-Pani?
-Nadchodzi czas.
Białowłosa kobieta odwróciła się do sługi. Patrzyła niewidzącym wzrokiem na
młodego elfa. Jej czerwone tęczówki widziały więcej niż poddany mógł zobaczyć.
-Powiedz królowi, by syn jego przygotowania rozpoczął. Czas, w którym ujrzy
on wybranka swego, nadchodzi.
-Oczywiście, pani. – powiedział elf i pokłonił się. Natychmiast pobiegł do
doradcy swego króla. Wiadomość od Lady Ireth nie mogła czekać.
Tymczasem białowłosa odwróciła się tyłem do wielkich wrót i omiotła
spojrzeniem okrągłą komnatę. Wielkie kolumny podpierały kopułę sufitu, na nich
znajdowały się znaki w jej ojczystym języku, wspomagające większe skupienie.
Siedziała na środku marmurowej posadzki, na której położono puchowe poduszki,
by przebywająca w pokoju kobieta nie zmarzła.
-Czas nadchodzi – powiedziała zamyślonym głosem.- Nie jesteśmy gotowi,
książę nie jest gotowy, ale… nie możemy czekać, gdy on umiera kawałek, po
kawałku.
* * *
-Harry, co
się stało?!
- On wrócił,
wrócił i zabił Cedrica! Voldemort wrócił.
Okropny ból rozsadzał mu głowę. Inny płonął w piersi pożerając serce. Każda
cząstka jego ciała krzyczała, przechodząc coraz to nowe katusze.
-Potter, chodź
ze mną! – krzyknął profesor Moody.
Harry poszedł za nim nie miał wyboru, ani siły by się sprzeciwiać.
Wiedział, że coś jest nie tak, ale przecież wszystko jest nie tak. Cedric nie
żył, Voldemort wrócił, a to wszystko jego wina. Gdybym tylko nie nalegał
na wspólne chwycenie się pucharu to może Cedric wciąż by żył. Takie i
inne myśli przechodziły mu przez otępiały umysł.
* * *
-Słyszysz nas? Harry?
Widział tylko ciemność. Nie było ani grama światła. Głosy odbijały echem się od
jego świadomości. Nie umiał zrozumieć tych głosów przedostających się przez
czerń, która otuliła go, chcąc nie dopuścić do niego bólu. Jednak głosy stawały
się coraz bardziej natarczywe, postanowił więc uchylić powieki.

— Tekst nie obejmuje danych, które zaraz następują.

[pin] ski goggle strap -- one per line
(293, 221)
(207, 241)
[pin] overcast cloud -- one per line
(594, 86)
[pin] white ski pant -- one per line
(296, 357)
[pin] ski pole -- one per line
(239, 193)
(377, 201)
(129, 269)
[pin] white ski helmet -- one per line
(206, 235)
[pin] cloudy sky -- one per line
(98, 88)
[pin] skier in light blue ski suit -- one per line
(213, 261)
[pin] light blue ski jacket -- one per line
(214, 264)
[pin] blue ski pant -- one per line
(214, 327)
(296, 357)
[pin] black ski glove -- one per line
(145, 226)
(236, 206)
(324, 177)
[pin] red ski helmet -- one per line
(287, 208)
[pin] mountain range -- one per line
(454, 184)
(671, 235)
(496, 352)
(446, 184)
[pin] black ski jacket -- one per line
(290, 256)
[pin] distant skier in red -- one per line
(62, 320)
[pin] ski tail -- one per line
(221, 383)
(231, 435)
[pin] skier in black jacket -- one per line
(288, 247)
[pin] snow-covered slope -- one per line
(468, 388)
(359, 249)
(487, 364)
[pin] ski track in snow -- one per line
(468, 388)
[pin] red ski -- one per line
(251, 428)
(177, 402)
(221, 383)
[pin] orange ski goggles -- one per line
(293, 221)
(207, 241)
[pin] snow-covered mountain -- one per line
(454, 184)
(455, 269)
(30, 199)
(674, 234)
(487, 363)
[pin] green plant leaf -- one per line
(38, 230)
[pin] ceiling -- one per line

Zobaczył szarość, a przez nią przebijające światło. Później zaczęły formować
się kontury i mógł ujrzeć twarze swoich zaniepokojonych przyjaciół. Co
ja robię w Skrzydle Szpitalnym? Znowu?
-Ron? Hermiona? Co się stało?
-To lepiej ty nam powiedz. Co się stało, że aurorzy wynosili cię z gabinetu
profesora Moody’ego?
-Co?
Harry nic nie pamiętał, głowa go bolała, gdy zaczynał o tym myśleć. Nie chcąc
martwić przyjaciół, odpowiedział:
-Skoro mnie wynieśli to chyba zemdlałem, nie?
Do Skrzydła Szpitalnego wkroczył dyrektor. Dumbledore wyglądał na zmartwionego,
idąc w stronę łóżka swojego ucznia.
-Cieszę się, że już się obudziłeś Harry. – powiedział.
- Profesorze, co się stało?- zapytał od razu Harry. Nienawidził trwać w
niewiedzy, a bardzo często człowiek, któremu ufał najbardziej, teraz stojący
przed nim, zostawiał za sobą niedomówienia i tajemnice, nie pozwalając na
większy przepływ informacji w stronę biednego Gryfona.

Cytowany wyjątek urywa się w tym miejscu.